With these words, Paul is reminding the Corinthian church of what Jesus actually said and what the practice of Communion really is.  The Lord’s Supper is not just an occasion to break bread with other Christians; it is not an opportunity to satisfy someone’s physical need of hunger.  Those are both good and right things, but they ARE NOT what Jesus said or what He means for Communion to be.  Let me be clear as Paul was clear … Communion is an essential practice instituted by Jesus himself to remember what He did for us until He comes back for us.

How it’s done

So, maybe you’ve been to church before or maybe you’ve been in church all your life; maybe you’ve observed Communion before, or maybe you’ve participated, and maybe you’re still not really sure how it’s supposed to work.  I mean, you get the whole eat the cracker and drink the grape juice thing, but when you look around, sometimes you see people bowing their heads, sometimes you see them closing their eyes.  Is this what you’re supposed to do, and what are people doing while their heads are bowed and/or eyes are closed?  Paul continues in verse 28…

Everyone ought to examine themselves before they eat of the bread and drink from the cup.

It’s really simple, but it’s really important.  Communion is for people who believe in Jesus and before they consume what Jesus says are elements of His body and His blood, it is important to take some time to examine your heart and life; take time to evaluate and confirm with the eating and drinking that your heart, mind and life are genuine in your belief and your faith.  This is not a casual thing, and this time of reflection and examination is important.

What’s the big deal?

So, why is this so important?  What is so serious about a cracker and a tiny cup of juice?

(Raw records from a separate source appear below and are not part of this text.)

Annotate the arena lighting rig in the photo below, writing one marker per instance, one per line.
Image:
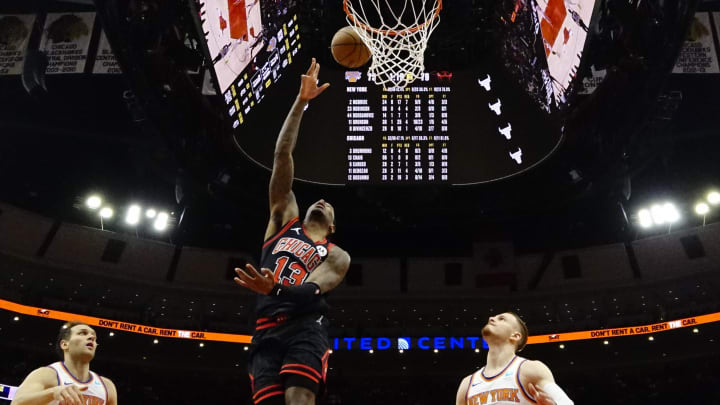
(369, 343)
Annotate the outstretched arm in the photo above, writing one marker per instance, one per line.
(283, 206)
(332, 271)
(40, 388)
(537, 377)
(324, 278)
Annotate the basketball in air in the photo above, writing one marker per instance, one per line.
(348, 49)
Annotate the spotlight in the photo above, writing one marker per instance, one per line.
(658, 214)
(106, 212)
(714, 198)
(133, 215)
(93, 202)
(702, 209)
(671, 213)
(645, 218)
(161, 221)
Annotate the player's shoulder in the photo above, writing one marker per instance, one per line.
(45, 375)
(533, 369)
(338, 252)
(108, 382)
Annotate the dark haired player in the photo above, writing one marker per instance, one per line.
(290, 347)
(70, 381)
(506, 377)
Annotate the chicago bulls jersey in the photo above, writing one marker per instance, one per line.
(292, 256)
(96, 394)
(503, 388)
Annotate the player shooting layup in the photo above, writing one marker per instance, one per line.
(507, 378)
(290, 346)
(68, 382)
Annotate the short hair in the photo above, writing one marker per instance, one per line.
(64, 334)
(523, 331)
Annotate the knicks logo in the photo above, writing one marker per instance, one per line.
(489, 397)
(88, 400)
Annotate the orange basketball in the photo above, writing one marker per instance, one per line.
(348, 49)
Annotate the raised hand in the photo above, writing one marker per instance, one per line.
(254, 280)
(308, 85)
(540, 396)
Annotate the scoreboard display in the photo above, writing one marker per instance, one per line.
(455, 127)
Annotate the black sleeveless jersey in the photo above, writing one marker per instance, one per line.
(291, 255)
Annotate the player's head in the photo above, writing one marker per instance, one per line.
(76, 340)
(506, 328)
(322, 213)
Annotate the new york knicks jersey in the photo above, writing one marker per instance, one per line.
(292, 256)
(503, 388)
(96, 394)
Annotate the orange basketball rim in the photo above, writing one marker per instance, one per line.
(411, 30)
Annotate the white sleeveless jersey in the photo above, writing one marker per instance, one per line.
(96, 394)
(503, 388)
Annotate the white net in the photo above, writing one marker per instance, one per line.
(397, 36)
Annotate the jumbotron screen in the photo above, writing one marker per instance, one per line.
(455, 127)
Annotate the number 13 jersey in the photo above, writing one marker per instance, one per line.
(291, 255)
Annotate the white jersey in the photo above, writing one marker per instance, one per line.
(503, 388)
(96, 394)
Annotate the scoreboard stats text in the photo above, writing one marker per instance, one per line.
(405, 127)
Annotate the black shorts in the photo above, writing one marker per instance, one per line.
(286, 353)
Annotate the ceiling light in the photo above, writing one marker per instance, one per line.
(93, 202)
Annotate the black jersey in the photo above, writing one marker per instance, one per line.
(291, 255)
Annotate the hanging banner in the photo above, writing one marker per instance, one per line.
(698, 54)
(105, 61)
(592, 82)
(15, 30)
(363, 343)
(66, 40)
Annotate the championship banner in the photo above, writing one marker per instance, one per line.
(66, 40)
(105, 61)
(424, 343)
(593, 81)
(698, 54)
(7, 392)
(15, 30)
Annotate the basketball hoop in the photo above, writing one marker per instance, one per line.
(399, 38)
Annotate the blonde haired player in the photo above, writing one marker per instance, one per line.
(70, 381)
(506, 377)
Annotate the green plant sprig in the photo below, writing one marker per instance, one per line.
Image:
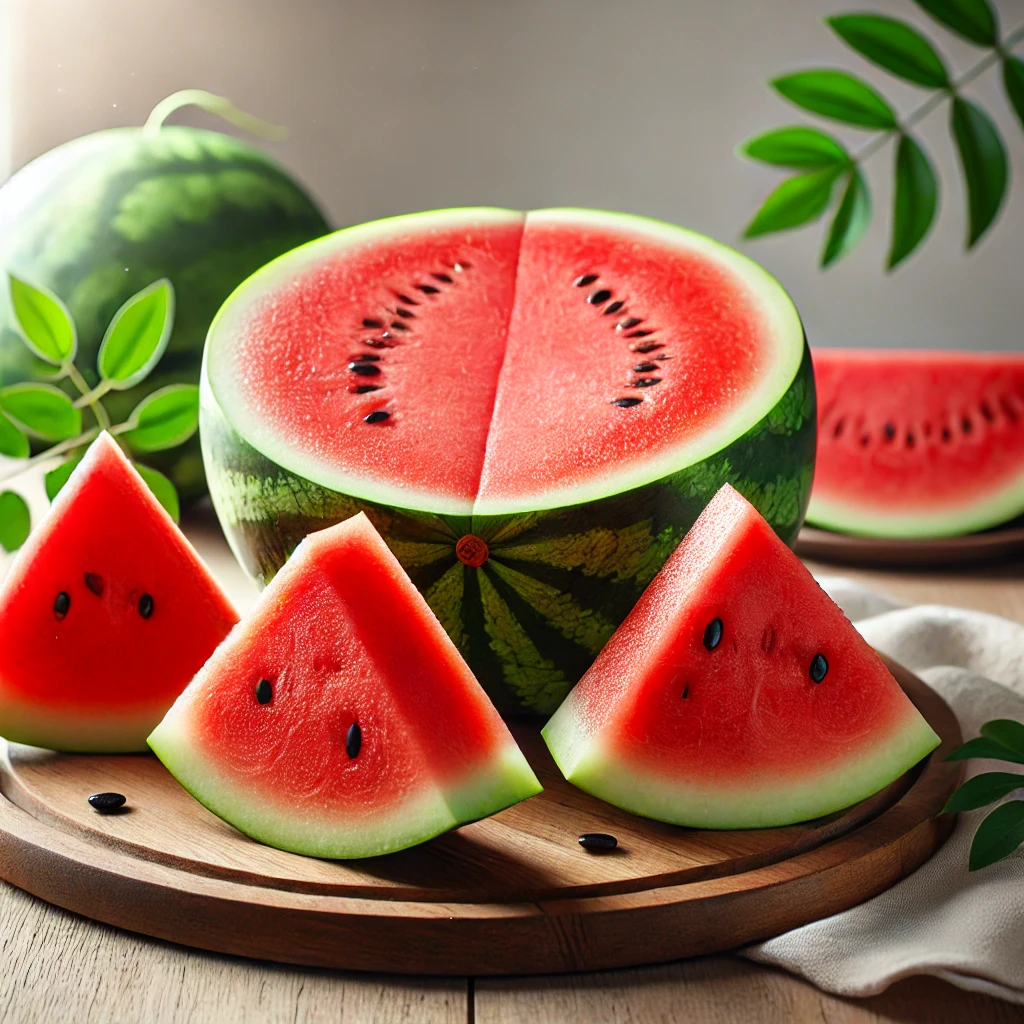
(133, 344)
(823, 162)
(1001, 832)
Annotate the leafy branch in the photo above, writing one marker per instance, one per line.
(132, 346)
(824, 163)
(1001, 832)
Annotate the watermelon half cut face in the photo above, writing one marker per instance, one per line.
(918, 444)
(338, 720)
(531, 409)
(736, 694)
(105, 614)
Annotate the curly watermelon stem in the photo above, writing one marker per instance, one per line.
(102, 419)
(219, 105)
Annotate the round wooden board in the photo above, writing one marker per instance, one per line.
(824, 545)
(513, 894)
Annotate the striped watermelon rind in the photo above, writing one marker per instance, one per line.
(104, 215)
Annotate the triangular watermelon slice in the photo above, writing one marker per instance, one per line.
(339, 720)
(105, 615)
(735, 694)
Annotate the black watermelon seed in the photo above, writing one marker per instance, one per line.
(353, 740)
(713, 634)
(365, 369)
(819, 668)
(107, 802)
(597, 841)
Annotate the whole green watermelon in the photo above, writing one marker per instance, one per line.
(102, 216)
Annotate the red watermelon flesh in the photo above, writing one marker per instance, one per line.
(370, 733)
(918, 443)
(474, 361)
(105, 615)
(736, 694)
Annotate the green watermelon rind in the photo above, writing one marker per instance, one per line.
(756, 803)
(773, 379)
(505, 780)
(865, 519)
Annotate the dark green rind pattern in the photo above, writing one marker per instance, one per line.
(99, 218)
(558, 582)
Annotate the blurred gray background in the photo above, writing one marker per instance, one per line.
(402, 104)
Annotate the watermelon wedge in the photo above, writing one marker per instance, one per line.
(531, 409)
(918, 443)
(105, 614)
(338, 720)
(735, 694)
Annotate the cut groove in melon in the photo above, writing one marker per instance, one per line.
(370, 735)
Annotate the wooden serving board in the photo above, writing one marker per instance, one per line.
(513, 894)
(824, 545)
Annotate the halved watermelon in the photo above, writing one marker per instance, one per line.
(736, 694)
(105, 614)
(918, 443)
(338, 720)
(531, 409)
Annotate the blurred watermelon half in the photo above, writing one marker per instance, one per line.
(102, 216)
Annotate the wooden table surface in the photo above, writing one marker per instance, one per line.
(57, 967)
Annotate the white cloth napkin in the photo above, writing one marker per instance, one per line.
(967, 928)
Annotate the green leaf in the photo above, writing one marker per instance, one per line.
(982, 790)
(985, 748)
(998, 835)
(42, 410)
(162, 488)
(12, 442)
(45, 322)
(839, 95)
(15, 522)
(915, 200)
(974, 19)
(796, 146)
(983, 159)
(137, 336)
(894, 45)
(164, 419)
(1013, 82)
(797, 201)
(57, 476)
(851, 219)
(1006, 732)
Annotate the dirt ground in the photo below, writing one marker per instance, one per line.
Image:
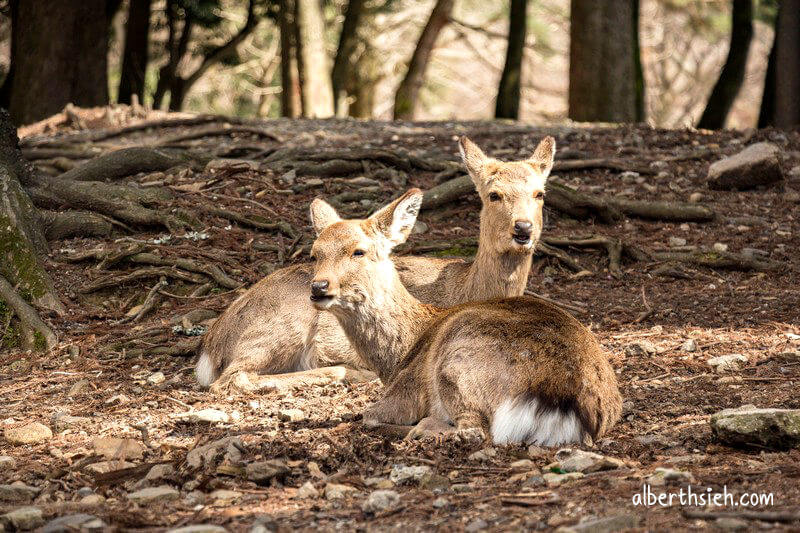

So then, whoever eats the bread or drinks the cup of the Lord in an unworthy manner will be guilty of sinning against the body and blood of the Lord.
For those who eat and drink without discerning the body of Christ eat and drink judgment on themselves. That is why many among you are weak and sick, and a number of you have fallen asleep.
1 Corinthians 11:27, 29-30 (NIV)

Yeah, it’s that important.  Taking part in Communion, eating the cracker and drinking the juice, it means something.  That “unworthy” manner that’s mentioned in the first verse … that’s taking part in Communion if you’re not a genuine and true believer in Jesus.  The ramifications for taking part insincerely or lightly? … You sin against the very body and blood of Jesus.  Yeah, it’s that important.  Paul goes on to say some pretty heavy things about the judgment that comes as a result of being insincere in Communion.  That is why many among you are weak and sick, and a number of you have fallen asleep. (and in case you’re wondering, that “fallen asleep” thing is mentioned many times in the Bible and every time it is, it means “death”)

It’s a beautiful thing

So now that some of you are totally-never-ever going to even touch the Communion tray ever again in your lives … it’s important to bring this back to the beauty and wonder in this essential thing we call Communion or the Lord’s Supper.  Jesus endured more pain and grief than we could ever fathom, and He did it willingly to rescue us!  It is a beautiful thing to get quiet for a few minutes with each other and within ourselves to remember what He did for us.  In doing it, we are obeying His direct and real words to proclaim His death until He comes.
Communion is not about church tradition.  It is not about individual serving size cups or a shared cup.  It is not about bowing your head or closing your eyes.  It is all about Jesus.  It is all about remembering.  It is all about the sincerity and genuineness of our belief and faith.  It is all about proclaiming His death until He comes again.
If you don’t believe, we would love for you to come and see what this is all about.  If you don’t believe, we would love the opportunity to show you the love of Jesus in who we are and what we do.  And if/when you believe, we would love to share His body and His blood alongside you and proclaim to the world that Jesus died for us, and He died for them too!